Question

A certain geneticist is interested in the proportion of males and females in the population who have a minor blood disorder. In a random sample of 1000 males, 250 are found to be afflicted, whereas 275 of 1000 females tested appear to have the disorder.
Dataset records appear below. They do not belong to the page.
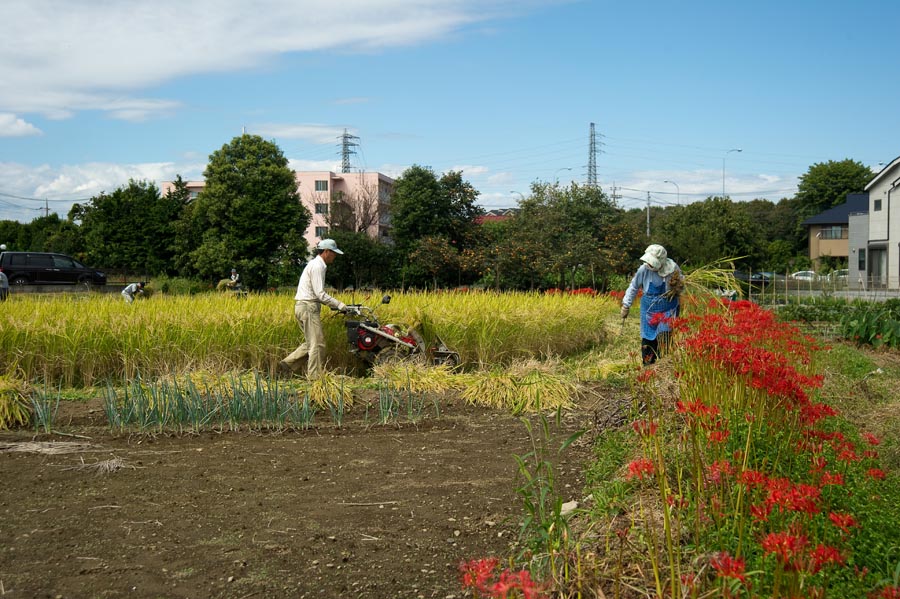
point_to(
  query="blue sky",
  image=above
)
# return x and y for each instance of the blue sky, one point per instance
(94, 93)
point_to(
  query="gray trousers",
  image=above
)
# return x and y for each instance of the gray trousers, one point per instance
(308, 315)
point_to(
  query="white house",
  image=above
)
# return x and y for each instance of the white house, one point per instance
(883, 248)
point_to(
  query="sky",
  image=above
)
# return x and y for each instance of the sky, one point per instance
(687, 98)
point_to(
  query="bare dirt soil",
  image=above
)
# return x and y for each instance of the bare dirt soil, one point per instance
(361, 511)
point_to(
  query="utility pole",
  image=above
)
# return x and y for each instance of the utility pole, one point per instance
(346, 144)
(592, 159)
(648, 215)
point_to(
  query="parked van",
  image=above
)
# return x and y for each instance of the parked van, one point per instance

Compute a 95% confidence interval for the difference between the proportions of males and females who have the blood disorder.

Answer 1

95% confidence interval for the difference between the proportions of males and females who have the blood disorder is [-0.064 , 0.014].

Explanation:

We are given that a certain geneticist is interested in the proportion of males and females in the population who have a minor blood disorder.

A random sample of 1000 males, 250 are found to be afflicted, whereas 275 of 1000 females tested appear to have the disorder.

Firstly, the pivotal quantity for 95% confidence interval for the difference between population proportion is given by;

P.Q. =
`\frac{(\hat p_1-\hat p_2)-(p_1-p_2)}{\sqrt{(\hat p_1(1-\hat p_1))/(n_1)+ (\hat p_2(1-\hat p_2))/(n_2)} }` ~ N(0,1)

where,
`\hat p_1` = sample proportion of males having blood disorder=
`(250)/(1000)` = 0.25

`\hat p_2` = sample proportion of females having blood disorder =
`(275)/(1000)` = 0.275

`n_1` = sample of males = 1000

`n_2` = sample of females = 1000

`p_1` = population proportion of males having blood disorder

`p_2` = population proportion of females having blood disorder

Here for constructing 95% confidence interval we have used Two-sample z proportion statistics.

So, 95% confidence interval for the difference between the population proportions, (
`p_1-p_2`) is ;

P(-1.96 < N(0,1) < 1.96) = 0.95 {As the critical value of z at 2.5% level

of significance are -1.96 & 1.96}

P(-1.96 <
`\frac{(\hat p_1-\hat p_2)-(p_1-p_2)}{\sqrt{(\hat p_1(1-\hat p_1))/(n_1)+ (\hat p_2(1-\hat p_2))/(n_2)} }` < 1.96) = 0.95

P(
`-1.96 * {\sqrt{(\hat p_1(1-\hat p_1))/(n_1)+ (\hat p_2(1-\hat p_2))/(n_2)} }` <
`{(\hat p_1-\hat p_2)-(p_1-p_2)}` <
`1.96 * {\sqrt{(\hat p_1(1-\hat p_1))/(n_1)+ (\hat p_2(1-\hat p_2))/(n_2)} }` ) = 0.95

P(
`(\hat p_1-\hat p_2)-1.96 * {\sqrt{(\hat p_1(1-\hat p_1))/(n_1)+ (\hat p_2(1-\hat p_2))/(n_2)} }` < (
`p_1-p_2`) <
`(\hat p_1-\hat p_2)+1.96 * {\sqrt{(\hat p_1(1-\hat p_1))/(n_1)+ (\hat p_2(1-\hat p_2))/(n_2)} }` ) = 0.95

95% confidence interval for (
`p_1-p_2`) =

[
`(\hat p_1-\hat p_2)-1.96 * {\sqrt{(\hat p_1(1-\hat p_1))/(n_1)+ (\hat p_2(1-\hat p_2))/(n_2)} }`,
`(\hat p_1-\hat p_2)+1.96 * {\sqrt{(\hat p_1(1-\hat p_1))/(n_1)+ (\hat p_2(1-\hat p_2))/(n_2)} }`]

= [
`(0.25-0.275)-1.96 * {\sqrt{(0.25(1-0.25))/(1000)+ (0.275(1-0.275))/(1000)} }`,
`(0.25-0.275)+1.96 * {\sqrt{(0.25(1-0.25))/(1000)+ (0.275(1-0.275))/(1000)} }` ]

= [-0.064 , 0.014]

Therefore, 95% confidence interval for the difference between the proportions of males and females who have the blood disorder is [-0.064 , 0.014].